Transactional support for inter-task co-ordination within long-lived distributed applications
Santosh K. Shrivastava and Stuart M. Wheater
Department of Computing Science, Newcastle University,
Newcastle upon Tyne, NE1 7RU, England.
We consider applications in the Internet/Web environment. The types of applications we have in mind are to do with the automation of so called 'business processes' of organizations that are increasingly using the Internet for their day to day functioning. The domain of electronic commerce is a good example: here automation of business processes would include system support to help consumer-to-business as well as business-to-business interactions for buying and selling of goods. Unfortunately, the Internet frequently suffers from failures which can affect both the performance and integrity of applications run over it.
A number of factors need to be taken into account in order to make these applications fault-tolerant. First, most such applications are rarely built from scratch; rather they are constructed by composing them out of existing applications and protocols. It should therefore be possible to compose an application out of component applications in a uniform manner, irrespective of the languages in which the component applications have been written and the operating systems of the host platforms. Application composition however must take into account individual site autonomy and privacy requirements. Second, the resulting applications can be very complex in structure, containing many temporal and data-flow dependencies between their constituent applications. However, constituent applications must be scheduled to run respecting these dependencies, despite the possibility of intervening processor and network failures. Third, the execution of such an application may take a long time to complete, and may contain long periods of inactivity (minutes, hours, days, weeks etc.), often due to the constituent applications requiring user interactions. It should be possible therefore to reconfigure an application dynamically because, for example, machines may fail, services may be moved or withdrawn and user requirements may change. Fourth, facilities are required for examining the application’s execution history (e.g., to be able to settle disputes). So, a durable ‘audit trail’ recording the interactions between component applications needs to be maintained. Taken together, these are challenging requirements to meet!
Distributed objects plus ACID transactions provide a foundation for building high integrity applications. However, it has long been realised that ACID transactions by themselves are not adequate for structuring long-lived applications . Top-level transactions are most suitably viewed as "short-lived" entities, performing stable state changes to the system.

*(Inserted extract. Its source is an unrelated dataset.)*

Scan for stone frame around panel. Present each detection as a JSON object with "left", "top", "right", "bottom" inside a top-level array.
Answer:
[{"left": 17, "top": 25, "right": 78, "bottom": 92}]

Long-lived top-level transactions may reduce the concurrency in the system to an unacceptable level by holding on to resources for a long time; further, if such a transaction aborts, much valuable work already performed could be undone. In short, if an application is composed as a collection of transactions, then during run time, the entire activity representing the application in execution is frequently required to relax some of the ACID properties of the individual transactions. The entire activity can then be viewed as a non-ACID ‘extended transaction’. Much research work has been done on developing extended transaction models [e.g. 2]. Nevertheless, most of these techniques have not found any widespread usage, the main reason being lack of flexibility .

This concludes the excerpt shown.